Entretien avec Kader Abderrahim, chercheur à l'Institut de relations internationales et stratégiques (Iris) à Paris et spécialiste des systèmes politiques du Maghreb.
Que pensez-vous de ce nouveau projet d' amnistie générale pour les islamistes ?
Kader Abderrahim : Bouteflika a parlé de l’amnistie parce qu’elle reste un sujet polémique en Algérie et que la réconciliation nationale constitue un enjeu politique. Il en avait déjà parlé lors de son deuxième mandat. Il a fait le choix de finir sa campagne sur une note de rassemblement. Ses précédentes campagnes étaient également basées sur la question de la paix sociale.
Maintenant, il faut voir ce qu’il propose de nouveau avec cette amnistie. Bouteflika veut absolument que la paix soit adoubée par tous les Algériens, mais la question la plus importante reste celle des disparus*. Il n’a rien dit à ce sujet pendant la campagne électorale. Cette question n’a jamais été évoquée au niveau de l’État.
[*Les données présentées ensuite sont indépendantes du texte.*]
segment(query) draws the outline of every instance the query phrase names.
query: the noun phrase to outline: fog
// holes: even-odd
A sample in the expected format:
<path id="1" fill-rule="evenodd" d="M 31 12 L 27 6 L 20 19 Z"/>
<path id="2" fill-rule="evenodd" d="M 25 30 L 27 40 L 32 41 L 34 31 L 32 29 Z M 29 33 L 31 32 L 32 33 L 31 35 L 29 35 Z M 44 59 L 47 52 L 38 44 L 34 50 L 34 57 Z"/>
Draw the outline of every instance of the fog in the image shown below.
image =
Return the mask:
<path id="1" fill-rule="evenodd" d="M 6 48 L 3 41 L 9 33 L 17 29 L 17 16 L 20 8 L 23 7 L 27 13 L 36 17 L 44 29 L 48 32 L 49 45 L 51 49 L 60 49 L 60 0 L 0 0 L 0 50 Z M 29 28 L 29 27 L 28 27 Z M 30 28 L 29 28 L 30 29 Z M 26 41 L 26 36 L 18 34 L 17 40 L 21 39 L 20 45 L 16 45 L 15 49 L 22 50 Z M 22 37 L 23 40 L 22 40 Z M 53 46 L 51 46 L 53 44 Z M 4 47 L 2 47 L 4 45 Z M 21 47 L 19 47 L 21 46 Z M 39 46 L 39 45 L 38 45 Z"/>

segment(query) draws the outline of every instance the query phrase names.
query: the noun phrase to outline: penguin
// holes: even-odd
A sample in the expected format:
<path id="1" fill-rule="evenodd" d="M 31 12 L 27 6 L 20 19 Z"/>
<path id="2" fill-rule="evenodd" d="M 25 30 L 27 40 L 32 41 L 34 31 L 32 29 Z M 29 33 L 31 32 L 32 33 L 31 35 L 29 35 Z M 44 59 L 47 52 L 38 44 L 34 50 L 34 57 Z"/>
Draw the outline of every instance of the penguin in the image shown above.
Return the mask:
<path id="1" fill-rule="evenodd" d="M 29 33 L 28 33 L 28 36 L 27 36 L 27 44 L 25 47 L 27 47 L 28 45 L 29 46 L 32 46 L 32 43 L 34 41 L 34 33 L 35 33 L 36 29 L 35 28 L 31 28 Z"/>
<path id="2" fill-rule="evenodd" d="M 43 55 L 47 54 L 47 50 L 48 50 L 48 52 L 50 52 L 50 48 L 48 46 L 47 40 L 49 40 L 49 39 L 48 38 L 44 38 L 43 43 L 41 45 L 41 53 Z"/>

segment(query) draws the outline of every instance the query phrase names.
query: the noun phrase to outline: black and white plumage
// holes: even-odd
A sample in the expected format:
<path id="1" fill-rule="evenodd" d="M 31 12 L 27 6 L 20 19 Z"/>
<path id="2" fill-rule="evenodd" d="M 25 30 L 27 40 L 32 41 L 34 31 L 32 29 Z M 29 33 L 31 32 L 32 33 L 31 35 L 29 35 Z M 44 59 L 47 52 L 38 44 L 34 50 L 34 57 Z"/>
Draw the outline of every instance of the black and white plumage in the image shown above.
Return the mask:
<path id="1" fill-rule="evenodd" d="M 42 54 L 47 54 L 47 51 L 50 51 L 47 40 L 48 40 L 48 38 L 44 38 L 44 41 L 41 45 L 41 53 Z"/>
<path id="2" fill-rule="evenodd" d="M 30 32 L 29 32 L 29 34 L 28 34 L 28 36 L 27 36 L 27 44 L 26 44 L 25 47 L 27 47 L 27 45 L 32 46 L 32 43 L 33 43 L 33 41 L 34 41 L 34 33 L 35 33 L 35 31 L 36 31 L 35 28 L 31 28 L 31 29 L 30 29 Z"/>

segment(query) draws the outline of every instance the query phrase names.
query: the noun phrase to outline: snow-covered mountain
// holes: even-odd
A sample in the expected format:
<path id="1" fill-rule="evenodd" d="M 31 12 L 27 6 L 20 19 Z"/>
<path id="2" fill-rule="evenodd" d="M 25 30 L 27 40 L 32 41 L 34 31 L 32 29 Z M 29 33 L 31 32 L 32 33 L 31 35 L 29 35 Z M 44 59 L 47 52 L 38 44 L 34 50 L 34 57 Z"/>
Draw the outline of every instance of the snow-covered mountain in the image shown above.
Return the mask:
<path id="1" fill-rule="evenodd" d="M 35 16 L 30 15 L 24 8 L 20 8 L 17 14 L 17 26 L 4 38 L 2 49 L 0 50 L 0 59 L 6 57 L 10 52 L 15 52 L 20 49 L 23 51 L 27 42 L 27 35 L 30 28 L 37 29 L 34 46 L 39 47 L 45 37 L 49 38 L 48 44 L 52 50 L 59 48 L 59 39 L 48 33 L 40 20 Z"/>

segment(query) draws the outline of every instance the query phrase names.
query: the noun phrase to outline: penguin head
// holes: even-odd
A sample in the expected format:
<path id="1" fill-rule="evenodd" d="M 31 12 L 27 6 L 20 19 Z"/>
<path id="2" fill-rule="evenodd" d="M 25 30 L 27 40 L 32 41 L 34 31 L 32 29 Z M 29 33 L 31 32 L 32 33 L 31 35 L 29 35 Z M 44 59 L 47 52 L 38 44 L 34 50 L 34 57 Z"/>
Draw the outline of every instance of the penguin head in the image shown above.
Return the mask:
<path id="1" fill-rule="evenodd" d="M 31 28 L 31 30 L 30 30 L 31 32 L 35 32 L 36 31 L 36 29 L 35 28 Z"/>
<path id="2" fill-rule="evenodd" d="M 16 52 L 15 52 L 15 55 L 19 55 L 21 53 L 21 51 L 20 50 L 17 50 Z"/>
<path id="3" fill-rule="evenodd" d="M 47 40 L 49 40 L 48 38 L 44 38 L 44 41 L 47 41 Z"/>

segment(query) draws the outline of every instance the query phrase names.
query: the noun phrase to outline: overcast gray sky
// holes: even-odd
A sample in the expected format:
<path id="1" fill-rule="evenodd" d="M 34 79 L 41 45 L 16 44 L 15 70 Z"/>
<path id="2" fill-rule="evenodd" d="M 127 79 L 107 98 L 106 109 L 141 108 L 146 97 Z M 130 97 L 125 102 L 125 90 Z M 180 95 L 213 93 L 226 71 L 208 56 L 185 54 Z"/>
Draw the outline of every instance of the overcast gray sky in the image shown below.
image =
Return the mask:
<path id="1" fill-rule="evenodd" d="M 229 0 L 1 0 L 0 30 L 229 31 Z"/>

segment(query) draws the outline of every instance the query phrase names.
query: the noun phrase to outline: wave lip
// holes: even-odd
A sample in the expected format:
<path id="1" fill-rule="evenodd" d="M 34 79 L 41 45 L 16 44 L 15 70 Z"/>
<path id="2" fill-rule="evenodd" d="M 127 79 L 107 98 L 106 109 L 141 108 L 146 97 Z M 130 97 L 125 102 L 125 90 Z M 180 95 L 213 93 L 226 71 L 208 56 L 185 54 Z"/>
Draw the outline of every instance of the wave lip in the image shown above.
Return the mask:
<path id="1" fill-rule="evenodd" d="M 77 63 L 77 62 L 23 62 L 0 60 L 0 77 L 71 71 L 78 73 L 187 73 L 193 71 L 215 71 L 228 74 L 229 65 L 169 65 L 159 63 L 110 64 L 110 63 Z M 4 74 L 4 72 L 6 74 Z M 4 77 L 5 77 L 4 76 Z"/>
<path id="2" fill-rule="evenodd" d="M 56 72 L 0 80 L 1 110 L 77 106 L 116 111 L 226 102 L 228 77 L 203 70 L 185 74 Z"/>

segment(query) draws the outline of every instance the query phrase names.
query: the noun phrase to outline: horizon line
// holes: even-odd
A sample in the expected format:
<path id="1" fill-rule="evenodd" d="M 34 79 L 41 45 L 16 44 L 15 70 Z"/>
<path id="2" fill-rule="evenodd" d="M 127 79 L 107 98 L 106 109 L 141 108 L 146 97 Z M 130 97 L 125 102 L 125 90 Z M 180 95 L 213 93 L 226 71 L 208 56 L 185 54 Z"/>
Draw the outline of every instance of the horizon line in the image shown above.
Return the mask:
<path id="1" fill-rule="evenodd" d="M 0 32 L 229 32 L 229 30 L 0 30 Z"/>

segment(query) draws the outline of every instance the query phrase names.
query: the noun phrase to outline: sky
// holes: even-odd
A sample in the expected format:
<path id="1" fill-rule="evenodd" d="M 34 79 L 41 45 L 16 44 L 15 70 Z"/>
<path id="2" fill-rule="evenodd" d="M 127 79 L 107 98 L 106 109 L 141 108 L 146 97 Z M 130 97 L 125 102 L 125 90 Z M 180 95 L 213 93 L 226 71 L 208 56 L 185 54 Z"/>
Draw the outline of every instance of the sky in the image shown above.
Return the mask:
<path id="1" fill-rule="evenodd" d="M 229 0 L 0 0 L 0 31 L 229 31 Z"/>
Quels rapports Bouteflika entretient-il avec les islamistes depuis son arrivée au pouvoir ?
K. A. : Depuis vingt ans, les islamistes exercent une influence dans la société algérienne. Bouteflika, ou n’importe quel autre président à sa place, est obligé d'en tenir compte. Il a réussi à diviser les islamistes en accueillant les repentis et il a réussi à former un gouvernement hétéroclite.
Par ailleurs, par le biais de la Charte pour la paix et la réconciliation nationale [qui a succédé à la loi sur la Rahma proposée par le président Liamine Zeroual (1994-1999) ndlr], plusieurs islamistes se sont rendus et ont quitté les maquis où ils étaient retranchés. Le terrorisme n’a cependant pas disparu en Algérie. Cette nouvelle amnistie relève du marketing politique.
Quelle est la position de la population algérienne vis-à-vis des islamistes ?
K. A. : Le Front islamique du salut (FIS) continue d'être présent dans la société algérienne et d'accueillir des sympathisants, bien qu’il ait été dissous en 1992. La question du terrorisme reste très importante dans la société algérienne, mais il faut attendre les résultats de l'élection présidentielle qui arrive. Le décryptage de la carte électorale et du nombre de voix va nous indiquer comment les gens ont voté dans les anciens fiefs du FIS, pour déterminer s’il continue ou pas d'exercer une influence, notamment après l'appel au boycott d'Abassi Madani (co-fondateur et président du FIS, ndlr), depuis son exil au Qatar.
*A la fin des années 1990, l'Algérie sort d'une décennie marquée par un conflit intérieur qui a opposé les forces de sécurité et les milices armées par le gouvernement aux groupes islamistes, faisant des milliers de morts et de disparus.